Transport Secretary Patrick McLoughlin has reappointed 2 members of the Civil Aviation Authority (CAA) board for second terms in office.
David Gray and Michael Medlicott joined the CAA as non-executive Members in November 2009 and February 2010 respectively. David Gray has particular expertise in economic regulation including a period at Ofgem, where he was responsible for gas and electricity price control reviews. Michael Medlicott has many years’ experience in the transport and tourism sectors, including senior roles in the airline and airport sectors.
They will serve for second terms of 3 years each at their existing salaries of £22,000 per annum for a time commitment of 1 day per week, with additional remuneration for chairing committees and participation in appeals hearings.

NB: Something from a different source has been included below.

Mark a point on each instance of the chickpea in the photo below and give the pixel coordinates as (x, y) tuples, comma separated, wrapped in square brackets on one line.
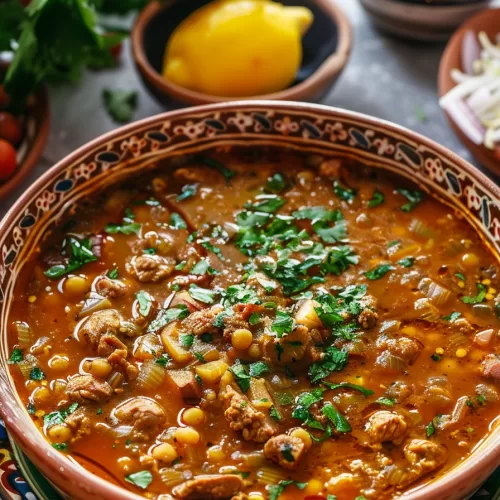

Transport Secretary Patrick McLoughlin said:
A successful, safe and efficient aviation sector is vital to the UK’s success on the global stage. These reappointments recognise the contributions that both individuals have made to ensuring the CAA remains an effective, reforming regulator in what has been a challenging period for the aviation sector. I wish them well as they continue in these important roles.
Notes to editors
The Civil Aviation Authority is responsible for the regulation of civil aviation in the United Kingdom and is the government’s principal advisor on aviation matters. It has specific responsibility for aviation safety, consumer protection, airspace policy and the economic regulation of the industry. It is based mainly in London and Gatwick and has approximately 950 employees. The great majority of the CAA’s funding comes from the charges it imposes on the industry, rather than the taxpayer.
Both members were originally appointed following an open competition regulated by the Office of the Commissioner for Public Appointments. The appointments were made on merit and political activity plays no part in the selection process. They have both declared that they have undertaken no relevant political activity during the past 5 years and that they hold no other current public appointments.